Star rating: ****
Nearly 30 years on from its release on one of those old vinyl recordings - and 18 since its previous performance in Scotland - Shaun Davey's The Brendan Voyage retains its ability to transport the listener.
Indeed, written to describe in music Tim Severin's 1976 recreation of St Brendan's legendary crossing from Kerry to Newfoundland, at this remove, Davey's piece sounds extraordinarily on the money. With Liam O'Flynn's uilleann pipes playing the role of St Brendan's coracle and the Orchestra of Scottish Opera here representing the elements, it was simply beautiful.
O'Flynn's pipes by turns once again were soulful, dextrous and regal as they wrestled with orchestral storms, emerged through dense, harmonic fog and danced over the one passage that perhaps betrays the piece's vintage - a groove that might have served as effectively in the disco era as it did bearing the piper's masterful expressiveness.
If Altan with orchestra conjured up fears of Wagnerian take-overs or sugary middle-of-the-road sentiment, it needn't have. If anything, the long-running standard bearers of Irish folk group dynamics dominated the sound, with Fiachra Trench's orchestrations concentrating largely on finely-drawn supporting pastel shades.

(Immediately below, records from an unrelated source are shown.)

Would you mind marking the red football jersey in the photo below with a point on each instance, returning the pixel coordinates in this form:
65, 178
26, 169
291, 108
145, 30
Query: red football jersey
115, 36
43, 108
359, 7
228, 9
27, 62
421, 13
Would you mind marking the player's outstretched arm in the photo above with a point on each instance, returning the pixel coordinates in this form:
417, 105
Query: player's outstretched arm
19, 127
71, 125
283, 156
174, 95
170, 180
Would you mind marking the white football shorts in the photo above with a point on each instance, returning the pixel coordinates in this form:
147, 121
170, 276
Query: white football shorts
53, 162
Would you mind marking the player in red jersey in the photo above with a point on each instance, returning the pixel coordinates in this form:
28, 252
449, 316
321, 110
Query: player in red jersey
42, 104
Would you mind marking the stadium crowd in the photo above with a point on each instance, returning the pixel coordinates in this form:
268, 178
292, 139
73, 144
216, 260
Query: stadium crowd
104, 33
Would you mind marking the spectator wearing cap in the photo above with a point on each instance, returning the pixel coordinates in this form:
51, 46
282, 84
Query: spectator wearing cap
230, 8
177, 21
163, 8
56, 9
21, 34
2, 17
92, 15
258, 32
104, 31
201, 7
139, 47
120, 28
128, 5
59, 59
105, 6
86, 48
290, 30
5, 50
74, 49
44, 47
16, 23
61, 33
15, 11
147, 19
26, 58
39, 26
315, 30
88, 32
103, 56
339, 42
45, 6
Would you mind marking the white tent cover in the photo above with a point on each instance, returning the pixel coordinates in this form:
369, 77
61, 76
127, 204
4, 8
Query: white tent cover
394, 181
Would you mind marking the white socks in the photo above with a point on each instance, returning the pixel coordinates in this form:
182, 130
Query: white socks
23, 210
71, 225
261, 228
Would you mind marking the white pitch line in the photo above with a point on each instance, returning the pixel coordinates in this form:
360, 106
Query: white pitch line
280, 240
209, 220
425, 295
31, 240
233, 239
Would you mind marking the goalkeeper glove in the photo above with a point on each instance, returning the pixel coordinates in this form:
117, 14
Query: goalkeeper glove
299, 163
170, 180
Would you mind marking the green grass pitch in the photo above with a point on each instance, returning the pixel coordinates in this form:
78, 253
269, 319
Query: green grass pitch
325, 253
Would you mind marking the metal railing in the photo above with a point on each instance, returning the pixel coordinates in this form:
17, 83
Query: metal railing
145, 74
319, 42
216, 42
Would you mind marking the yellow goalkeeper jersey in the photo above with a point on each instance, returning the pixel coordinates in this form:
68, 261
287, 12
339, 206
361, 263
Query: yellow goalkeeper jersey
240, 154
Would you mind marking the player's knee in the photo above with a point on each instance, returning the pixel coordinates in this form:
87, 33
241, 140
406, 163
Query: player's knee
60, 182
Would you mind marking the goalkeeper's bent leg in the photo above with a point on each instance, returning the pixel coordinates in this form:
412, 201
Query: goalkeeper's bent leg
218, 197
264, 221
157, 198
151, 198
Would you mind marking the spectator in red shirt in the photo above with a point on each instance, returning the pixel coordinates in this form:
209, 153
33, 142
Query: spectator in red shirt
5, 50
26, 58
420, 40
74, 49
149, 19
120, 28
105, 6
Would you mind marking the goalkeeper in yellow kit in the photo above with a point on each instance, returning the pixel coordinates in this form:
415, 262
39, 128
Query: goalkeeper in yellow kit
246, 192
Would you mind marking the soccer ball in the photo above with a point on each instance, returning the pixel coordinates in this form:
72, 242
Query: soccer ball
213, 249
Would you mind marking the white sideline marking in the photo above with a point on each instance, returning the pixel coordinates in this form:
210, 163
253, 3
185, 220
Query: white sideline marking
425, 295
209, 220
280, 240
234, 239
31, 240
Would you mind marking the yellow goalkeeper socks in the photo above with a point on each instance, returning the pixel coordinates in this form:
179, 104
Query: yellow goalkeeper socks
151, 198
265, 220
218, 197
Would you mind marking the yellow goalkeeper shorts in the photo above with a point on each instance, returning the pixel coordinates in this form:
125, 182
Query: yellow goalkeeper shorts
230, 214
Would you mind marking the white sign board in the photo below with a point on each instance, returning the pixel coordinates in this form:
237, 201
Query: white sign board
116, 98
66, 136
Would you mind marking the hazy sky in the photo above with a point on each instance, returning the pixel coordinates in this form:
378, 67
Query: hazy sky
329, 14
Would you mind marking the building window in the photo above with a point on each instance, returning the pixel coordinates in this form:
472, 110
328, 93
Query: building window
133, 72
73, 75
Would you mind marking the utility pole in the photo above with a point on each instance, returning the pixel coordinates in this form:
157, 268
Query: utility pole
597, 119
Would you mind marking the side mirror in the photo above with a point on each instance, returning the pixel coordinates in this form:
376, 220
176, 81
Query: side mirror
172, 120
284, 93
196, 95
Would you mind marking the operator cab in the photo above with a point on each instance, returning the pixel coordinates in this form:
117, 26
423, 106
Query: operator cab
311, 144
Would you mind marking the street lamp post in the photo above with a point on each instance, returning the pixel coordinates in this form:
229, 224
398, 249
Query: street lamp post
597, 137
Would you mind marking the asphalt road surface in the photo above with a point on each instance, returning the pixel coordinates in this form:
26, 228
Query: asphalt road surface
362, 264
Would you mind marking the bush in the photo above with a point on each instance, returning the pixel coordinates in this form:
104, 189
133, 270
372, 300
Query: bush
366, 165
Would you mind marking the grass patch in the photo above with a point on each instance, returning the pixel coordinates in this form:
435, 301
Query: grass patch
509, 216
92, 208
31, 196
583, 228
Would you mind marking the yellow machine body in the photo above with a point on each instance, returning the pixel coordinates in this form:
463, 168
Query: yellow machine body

The Bolero-like strings effect behind Mairead Ni Mhaonaigh's crystal-clear singing of her dad's Gleanntain Ghlas Ghaoth Dobhair added just the right touch and the pacing of Cathal McConnell's The Sunset from whistle and bodhran duo to full cast involvement was beautifully measured.
It might have been interesting to hear some longer tune sets, allowing group and orchestra to develop real momentum as the closing slip jig and reel found the two music forms in full-on fruitful synchronicity.